Le besoin de profondeur et d’intimité a mis en branle la démocratisation de la créativité sur des plateformes comme Discord et TikTok. Par exemple, le compte Creepy American Girl Dolls a mis en scène des poupées American Girl habillées comme des personnages d’une production de la chaîne de télévision Showtime et photographiées dans la forêt. Les images étaient publiées sur TikTok. Dans un tout autre domaine, les ligues de soccer professionnel remplissent leurs stades, mais l’intérêt pour le sport ne dépasse jamais le cercle des initié(e)s.
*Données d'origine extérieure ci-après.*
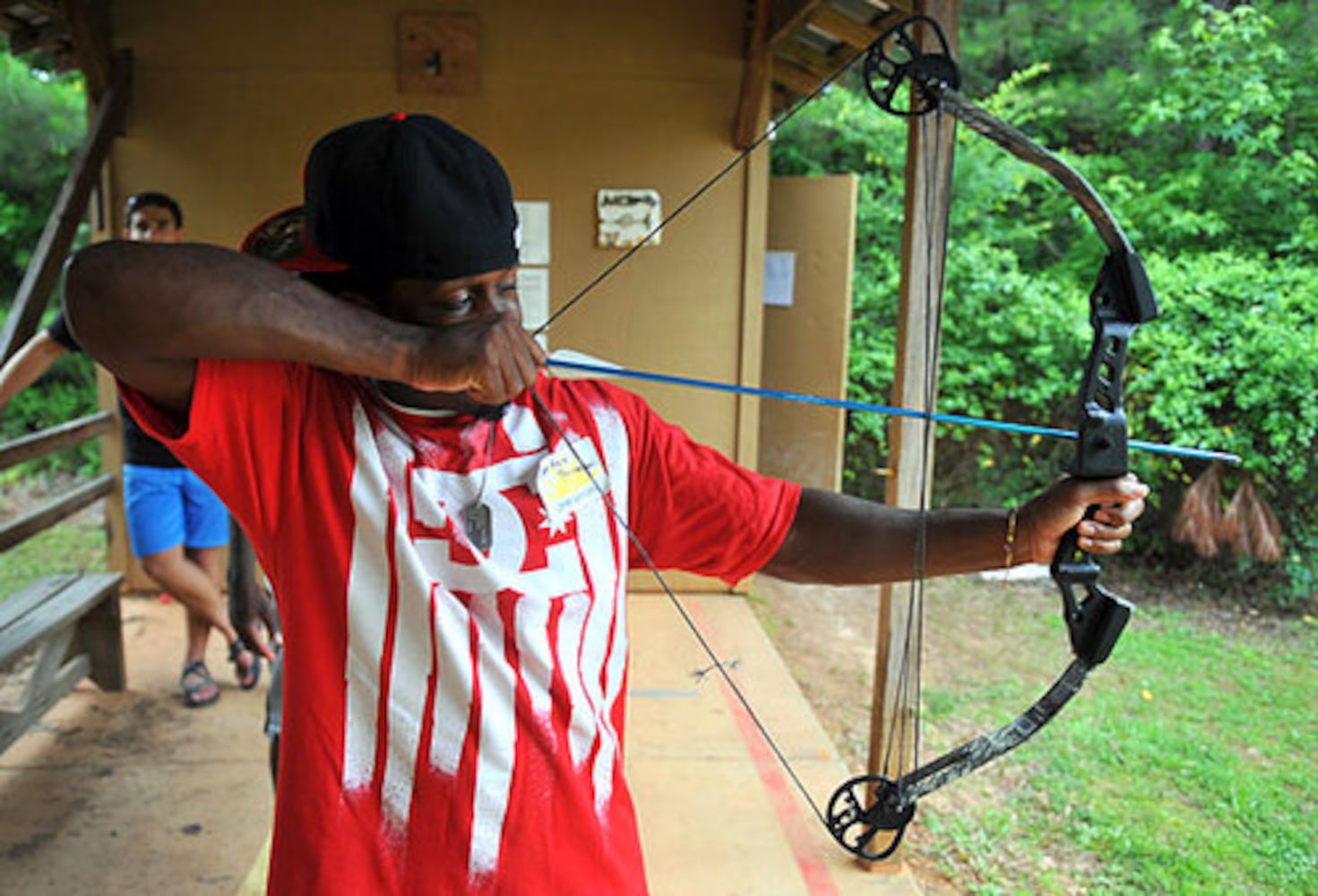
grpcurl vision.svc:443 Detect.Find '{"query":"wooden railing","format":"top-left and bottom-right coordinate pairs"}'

We Are Social a engagé des fans créatifs à produire du contenu et à l’exposer dans la culture plus large. Lorsqu’un garçon a publié une vidéo où on peut le voir, dans une salle de bain, en train de recréer un but gagnant avec un rouleau de papier de toilette en guise de ballon, WAS a su que sa stratégie d’engagement fonctionnait.On peut toutefois se demander ce qu’il advient de l’intégrité de la marque lorsqu’on laisse la création entre les mains des fans. Il faut bien sûr défendre l’intégrité du contenu de la marque, mais il faut également laisser les fans amener l’histoire là où elles et ils l’entendent. On ne peut pas discipliner la passion des fans. La marque peut ne pas être d’accord avec les propositions des fans, mais elle doit être consciente que les fans le font pour elles-mêmes et eux-mêmes, et non pour la marque. Il faut les laisser faire. Cela ne signifie pas qu’il faut modifier le contenu original.

L’émergence de l’économie des fans

Alors, quelle sera la prochaine étape? Les gens qui contribuent à la culture de la marque se verront rémunérés. Les fans sont prêts à rémunérer les créateurs qu’ils aiment pour faire en sorte qu’ils continuent de créer. Les fans voudront être parties prenantes et tirer profit de ce qu’elles et ils aiment. Il existe tellement de façons pour les fans de laisser libre cours à leur créativité que les marques devront trouver des moyens de les laisser prendre part aux décisions de création. Les jetons de fans exemplifient à merveille ce phénomène.De plus en plus de marques délèguent un certain pouvoir à leurs plus fervents admirateurs en les outillant pour leur permettre de poursuivre leur travail de création. Mais les marques devraient accorder un peu plus de marge de manœuvre à leurs fans. L’important est de leur faciliter la tâche pour ce qui est de parler de leurs produits. Leur offrir l’aide dont ils et elles ont besoin, sans toutefois s’ingérer dans leur création, dans la mesure où ils et elles font du bon travail.

Résumé

La vie des fans n’est plus ce qu’elle était. L’éventail d’outils et de possibilités qu’offrent les médias sociaux a fait passer les fans de témoins dévoué(e)s à créateur(-trice)s passionné(e)s qui produisent leur propre contenu dans un dialogue avec le contenu de marque de leurs idoles. Ce résumé de rencontre explore la situation actuelle en pleine évolution et les avenues que pourrait prendre l’expérience des fans dans l’avenir : plus précisément, en tant que laboratoire de création collaborative, de plateforme de renforcement de communauté et de secteur économique émergent.